La jeunesse de Bacchus. (1884)
La Jeunesse de Bacchus. (1884)
This large painting by William Bouguereau portrays Bacchus the god of the grape harvest, winemaking, wine, and the ritual of madness merry making and ecstasy amidst a wild, dancing crowd of Nymphs, Satyrs, Cherubs and musicians.
Within the picture there a many characters some of which appear familiar in other works. The centre of the work shows a group of characters dancing, one of which by the way she is dressed appears to be Psyché who is dancing with her arms aloft while holding the hands of the male behind. She looks as if she is glancing towards a young female in a light blue tunic at the back of the painting who is holding a wine goblet in her right hand and a bunch of grapes in her left hand. The girl seems to be reciprocating her glances by staring back in the direction of Psyché with a longing playful look in her eyes.
At the front of the painting a nymph wearing a Leopard skin is happily dancing while holding the hand of a bacchante who presumably has collapsed on the floor in a drunken stupor . She is sprawled out on the floor with her Thyrsus (A giant fennel staff decorated with vines and a pine cone) under her. To the right of the nymph is a young male with a cherub perched upon his shoulders waving a tambourine.
Psyché glancing back at her admirer.
To the right of him two cherubs one of which is holding a triangle are dancing with another bacchante who is wearing a white tunic. She is holding her thyrsus in her right hand and is staring at the cupid to her left, perhaps it is Eros himself.
Two cherubs, or perhaps Eros himself dances gaily with bacchante.
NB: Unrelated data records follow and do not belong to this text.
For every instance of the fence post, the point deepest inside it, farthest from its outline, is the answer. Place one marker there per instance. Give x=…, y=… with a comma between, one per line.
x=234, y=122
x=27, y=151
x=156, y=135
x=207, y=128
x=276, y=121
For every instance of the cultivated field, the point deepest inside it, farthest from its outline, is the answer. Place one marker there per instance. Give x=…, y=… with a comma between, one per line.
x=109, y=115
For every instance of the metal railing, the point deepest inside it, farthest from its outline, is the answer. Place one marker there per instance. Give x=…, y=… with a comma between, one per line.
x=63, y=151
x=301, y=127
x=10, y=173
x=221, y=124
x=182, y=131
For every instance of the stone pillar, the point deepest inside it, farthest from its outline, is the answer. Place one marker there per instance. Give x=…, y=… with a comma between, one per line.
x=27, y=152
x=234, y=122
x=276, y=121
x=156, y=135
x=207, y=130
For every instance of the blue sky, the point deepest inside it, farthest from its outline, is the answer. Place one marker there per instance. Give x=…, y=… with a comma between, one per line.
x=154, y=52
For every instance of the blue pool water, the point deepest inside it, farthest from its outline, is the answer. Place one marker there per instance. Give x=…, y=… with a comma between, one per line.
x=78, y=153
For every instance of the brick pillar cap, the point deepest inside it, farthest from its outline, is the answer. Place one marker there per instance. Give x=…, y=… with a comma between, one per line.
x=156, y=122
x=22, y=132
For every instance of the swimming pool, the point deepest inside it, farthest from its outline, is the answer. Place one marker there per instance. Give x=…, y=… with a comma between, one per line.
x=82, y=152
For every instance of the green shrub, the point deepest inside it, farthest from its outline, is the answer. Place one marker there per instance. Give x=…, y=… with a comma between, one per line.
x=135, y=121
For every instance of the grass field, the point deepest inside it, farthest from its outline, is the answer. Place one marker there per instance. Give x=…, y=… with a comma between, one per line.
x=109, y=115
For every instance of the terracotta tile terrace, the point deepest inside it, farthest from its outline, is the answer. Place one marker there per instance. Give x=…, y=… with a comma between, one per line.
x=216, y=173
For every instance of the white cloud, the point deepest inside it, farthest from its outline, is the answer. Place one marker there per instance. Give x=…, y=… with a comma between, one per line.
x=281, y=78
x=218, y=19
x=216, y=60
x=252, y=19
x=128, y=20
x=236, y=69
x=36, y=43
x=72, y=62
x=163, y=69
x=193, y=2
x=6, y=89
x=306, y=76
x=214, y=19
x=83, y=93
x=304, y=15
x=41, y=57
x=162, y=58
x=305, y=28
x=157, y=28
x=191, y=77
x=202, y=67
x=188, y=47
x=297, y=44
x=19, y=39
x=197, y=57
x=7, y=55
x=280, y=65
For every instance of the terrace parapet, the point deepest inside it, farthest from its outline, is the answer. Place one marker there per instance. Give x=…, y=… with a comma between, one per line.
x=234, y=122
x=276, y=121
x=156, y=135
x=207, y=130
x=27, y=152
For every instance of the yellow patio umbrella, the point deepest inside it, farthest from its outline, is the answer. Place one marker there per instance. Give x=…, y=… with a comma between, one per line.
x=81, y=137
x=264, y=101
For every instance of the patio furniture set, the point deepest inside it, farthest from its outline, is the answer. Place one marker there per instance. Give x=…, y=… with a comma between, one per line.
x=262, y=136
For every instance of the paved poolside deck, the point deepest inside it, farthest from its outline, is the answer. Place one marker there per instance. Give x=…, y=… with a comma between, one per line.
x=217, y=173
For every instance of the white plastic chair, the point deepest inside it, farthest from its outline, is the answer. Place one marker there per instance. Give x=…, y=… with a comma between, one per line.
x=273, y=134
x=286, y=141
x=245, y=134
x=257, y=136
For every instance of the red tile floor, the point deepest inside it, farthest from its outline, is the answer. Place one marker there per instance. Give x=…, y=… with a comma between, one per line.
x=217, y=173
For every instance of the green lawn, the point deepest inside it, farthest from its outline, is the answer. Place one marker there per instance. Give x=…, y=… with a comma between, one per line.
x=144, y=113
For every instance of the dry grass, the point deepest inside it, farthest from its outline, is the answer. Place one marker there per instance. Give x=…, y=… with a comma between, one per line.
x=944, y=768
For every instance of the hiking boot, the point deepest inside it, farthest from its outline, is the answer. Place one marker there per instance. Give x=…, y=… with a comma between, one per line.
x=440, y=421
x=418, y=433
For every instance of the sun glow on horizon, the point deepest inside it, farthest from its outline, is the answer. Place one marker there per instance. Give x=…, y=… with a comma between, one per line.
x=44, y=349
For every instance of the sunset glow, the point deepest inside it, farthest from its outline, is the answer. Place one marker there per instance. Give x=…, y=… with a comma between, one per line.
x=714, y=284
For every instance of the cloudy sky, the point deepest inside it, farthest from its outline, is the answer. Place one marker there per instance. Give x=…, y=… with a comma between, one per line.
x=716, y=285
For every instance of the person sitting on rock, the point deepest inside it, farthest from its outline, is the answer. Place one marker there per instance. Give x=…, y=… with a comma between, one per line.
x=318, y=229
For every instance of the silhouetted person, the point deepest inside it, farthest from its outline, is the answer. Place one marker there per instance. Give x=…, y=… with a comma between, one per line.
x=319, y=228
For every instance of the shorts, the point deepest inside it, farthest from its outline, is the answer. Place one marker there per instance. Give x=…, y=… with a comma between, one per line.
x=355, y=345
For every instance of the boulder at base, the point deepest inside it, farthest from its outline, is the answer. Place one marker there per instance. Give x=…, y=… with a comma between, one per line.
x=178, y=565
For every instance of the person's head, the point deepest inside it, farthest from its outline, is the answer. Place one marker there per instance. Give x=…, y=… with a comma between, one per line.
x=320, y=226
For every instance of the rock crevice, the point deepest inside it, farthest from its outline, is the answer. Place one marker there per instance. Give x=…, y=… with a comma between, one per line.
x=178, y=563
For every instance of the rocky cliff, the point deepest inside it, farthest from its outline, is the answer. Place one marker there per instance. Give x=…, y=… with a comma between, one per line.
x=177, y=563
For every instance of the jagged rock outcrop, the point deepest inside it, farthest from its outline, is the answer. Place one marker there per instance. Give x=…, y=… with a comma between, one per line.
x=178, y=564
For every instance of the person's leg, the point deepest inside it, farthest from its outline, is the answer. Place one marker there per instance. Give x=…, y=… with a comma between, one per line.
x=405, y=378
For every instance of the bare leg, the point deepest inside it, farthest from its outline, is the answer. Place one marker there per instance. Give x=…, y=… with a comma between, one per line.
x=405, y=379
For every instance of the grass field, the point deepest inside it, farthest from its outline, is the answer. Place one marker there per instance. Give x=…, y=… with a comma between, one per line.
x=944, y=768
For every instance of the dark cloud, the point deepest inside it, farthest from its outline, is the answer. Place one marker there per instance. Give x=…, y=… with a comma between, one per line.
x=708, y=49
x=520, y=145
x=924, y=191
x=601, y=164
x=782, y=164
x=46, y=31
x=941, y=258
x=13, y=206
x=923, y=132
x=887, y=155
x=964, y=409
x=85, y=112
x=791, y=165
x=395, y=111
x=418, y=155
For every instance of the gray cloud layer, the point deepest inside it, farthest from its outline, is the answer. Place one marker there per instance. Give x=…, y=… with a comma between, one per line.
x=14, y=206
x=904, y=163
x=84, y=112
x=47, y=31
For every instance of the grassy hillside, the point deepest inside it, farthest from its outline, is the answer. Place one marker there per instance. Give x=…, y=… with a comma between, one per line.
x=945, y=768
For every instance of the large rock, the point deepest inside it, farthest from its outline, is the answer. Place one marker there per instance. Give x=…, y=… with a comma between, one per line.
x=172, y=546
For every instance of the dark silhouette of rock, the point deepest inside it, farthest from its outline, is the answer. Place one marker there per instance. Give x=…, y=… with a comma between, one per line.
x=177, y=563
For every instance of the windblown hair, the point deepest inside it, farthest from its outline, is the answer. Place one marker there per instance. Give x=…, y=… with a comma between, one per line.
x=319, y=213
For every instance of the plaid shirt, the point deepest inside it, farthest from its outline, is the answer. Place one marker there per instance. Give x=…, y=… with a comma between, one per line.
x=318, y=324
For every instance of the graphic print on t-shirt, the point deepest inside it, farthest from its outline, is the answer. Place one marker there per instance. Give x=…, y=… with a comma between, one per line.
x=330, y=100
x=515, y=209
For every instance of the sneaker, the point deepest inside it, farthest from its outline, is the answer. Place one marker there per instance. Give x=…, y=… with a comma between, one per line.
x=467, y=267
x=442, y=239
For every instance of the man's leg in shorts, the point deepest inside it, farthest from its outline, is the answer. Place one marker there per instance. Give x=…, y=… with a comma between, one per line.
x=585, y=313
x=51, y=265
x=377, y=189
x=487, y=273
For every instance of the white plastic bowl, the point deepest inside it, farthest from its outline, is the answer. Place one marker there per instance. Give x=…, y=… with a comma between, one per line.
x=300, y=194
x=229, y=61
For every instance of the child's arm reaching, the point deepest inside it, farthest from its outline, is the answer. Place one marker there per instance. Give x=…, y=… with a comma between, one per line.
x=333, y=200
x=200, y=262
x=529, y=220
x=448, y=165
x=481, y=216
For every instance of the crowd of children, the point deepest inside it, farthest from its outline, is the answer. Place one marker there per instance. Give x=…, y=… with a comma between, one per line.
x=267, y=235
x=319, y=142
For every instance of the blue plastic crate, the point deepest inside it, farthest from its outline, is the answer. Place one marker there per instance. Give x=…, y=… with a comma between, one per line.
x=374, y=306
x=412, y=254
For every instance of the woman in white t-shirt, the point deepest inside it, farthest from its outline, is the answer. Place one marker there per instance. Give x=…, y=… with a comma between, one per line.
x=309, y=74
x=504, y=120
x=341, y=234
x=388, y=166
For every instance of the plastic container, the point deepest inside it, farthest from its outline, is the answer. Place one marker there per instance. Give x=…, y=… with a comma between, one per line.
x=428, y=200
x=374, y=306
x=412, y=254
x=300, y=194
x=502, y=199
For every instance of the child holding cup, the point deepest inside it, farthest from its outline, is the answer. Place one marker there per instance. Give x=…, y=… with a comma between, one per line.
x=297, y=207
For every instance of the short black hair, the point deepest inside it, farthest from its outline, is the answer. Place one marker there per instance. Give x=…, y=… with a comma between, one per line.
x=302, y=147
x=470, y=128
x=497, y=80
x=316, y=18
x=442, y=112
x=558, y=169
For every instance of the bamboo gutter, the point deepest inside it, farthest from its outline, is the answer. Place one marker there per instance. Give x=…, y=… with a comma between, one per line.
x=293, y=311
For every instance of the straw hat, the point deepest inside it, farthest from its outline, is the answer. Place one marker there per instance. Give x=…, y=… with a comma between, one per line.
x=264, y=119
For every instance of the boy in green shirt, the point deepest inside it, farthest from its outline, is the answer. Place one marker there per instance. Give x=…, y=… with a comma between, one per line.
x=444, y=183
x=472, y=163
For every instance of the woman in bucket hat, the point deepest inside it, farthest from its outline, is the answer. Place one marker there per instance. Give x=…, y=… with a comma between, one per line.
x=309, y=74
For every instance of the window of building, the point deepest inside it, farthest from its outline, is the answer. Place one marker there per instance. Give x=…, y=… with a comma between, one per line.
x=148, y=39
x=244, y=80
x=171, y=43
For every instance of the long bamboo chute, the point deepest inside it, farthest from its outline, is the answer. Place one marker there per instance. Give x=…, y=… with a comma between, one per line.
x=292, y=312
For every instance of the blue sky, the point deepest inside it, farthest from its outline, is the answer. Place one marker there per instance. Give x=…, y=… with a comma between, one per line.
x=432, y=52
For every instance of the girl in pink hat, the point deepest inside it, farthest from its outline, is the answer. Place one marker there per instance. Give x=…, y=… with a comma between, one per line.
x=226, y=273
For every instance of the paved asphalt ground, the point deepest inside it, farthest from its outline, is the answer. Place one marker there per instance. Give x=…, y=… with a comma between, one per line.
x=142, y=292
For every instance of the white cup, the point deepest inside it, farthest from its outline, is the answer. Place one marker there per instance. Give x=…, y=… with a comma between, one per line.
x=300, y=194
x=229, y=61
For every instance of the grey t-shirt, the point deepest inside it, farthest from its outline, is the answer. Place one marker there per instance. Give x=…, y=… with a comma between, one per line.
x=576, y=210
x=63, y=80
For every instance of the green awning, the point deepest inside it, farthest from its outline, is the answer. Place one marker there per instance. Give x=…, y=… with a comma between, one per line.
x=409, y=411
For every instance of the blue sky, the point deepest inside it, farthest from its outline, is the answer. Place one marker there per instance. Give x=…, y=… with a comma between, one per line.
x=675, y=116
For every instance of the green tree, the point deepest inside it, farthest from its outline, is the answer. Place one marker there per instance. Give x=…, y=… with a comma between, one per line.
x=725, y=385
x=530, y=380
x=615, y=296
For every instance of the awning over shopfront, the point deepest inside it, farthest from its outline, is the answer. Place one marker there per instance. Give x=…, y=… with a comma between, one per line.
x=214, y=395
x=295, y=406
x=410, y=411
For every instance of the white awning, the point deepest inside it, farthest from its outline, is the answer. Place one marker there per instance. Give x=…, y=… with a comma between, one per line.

Behind her the female in the dark blue tunic is dancing and staring into space while playing what appear to be castanet's made from shells. To the right of the painting an athletic tall looking, naked male stands facing the trees to his left at the back of the painting. He has his arms raised showing some definition on his back and shoulders and he is playing the cymbals. To his right there are two centaurs one of which is playing dual pan pipes while the other appears to be looking back into the painting toward the merriment. He is holding something in his raised hands of which it is hard to see but could possibly be bagpipes, a much loved instrument along with pan pipes, cymbals, tambourines and castanets of the Satyrs. To the back on the left hand side of the painting Bacchus has been portrayed on the back of a rather tired looking donkey that struggles to carry the overweight and very drunk looking Bacchus. He is wearing a garland on his head and has a vine which has been fashioned into a thong like covering over his genital area. Bacchus has obviously had his fill and is portrayed holding an empty wine goblet or chalice in his right hand. Two Satyrs are trying to steady him and appear to be struggling to support him and keep him on his mount and perhaps ease the burden for the donkey . To his left a partially naked girl holds a tambourine filled with grapes. She is smiling and staring across the scene in the direction of the male cymbalist, while in front of her a naked young male dances and appears to be trying to catch her eye.
In all this painting buy William Bouguereau depicts a scene of drunken debauchery, abandonment and merriment, typical of Bacchus and the Satyrs.
The above account is my interpretation of the work and should in no way be taken as fact.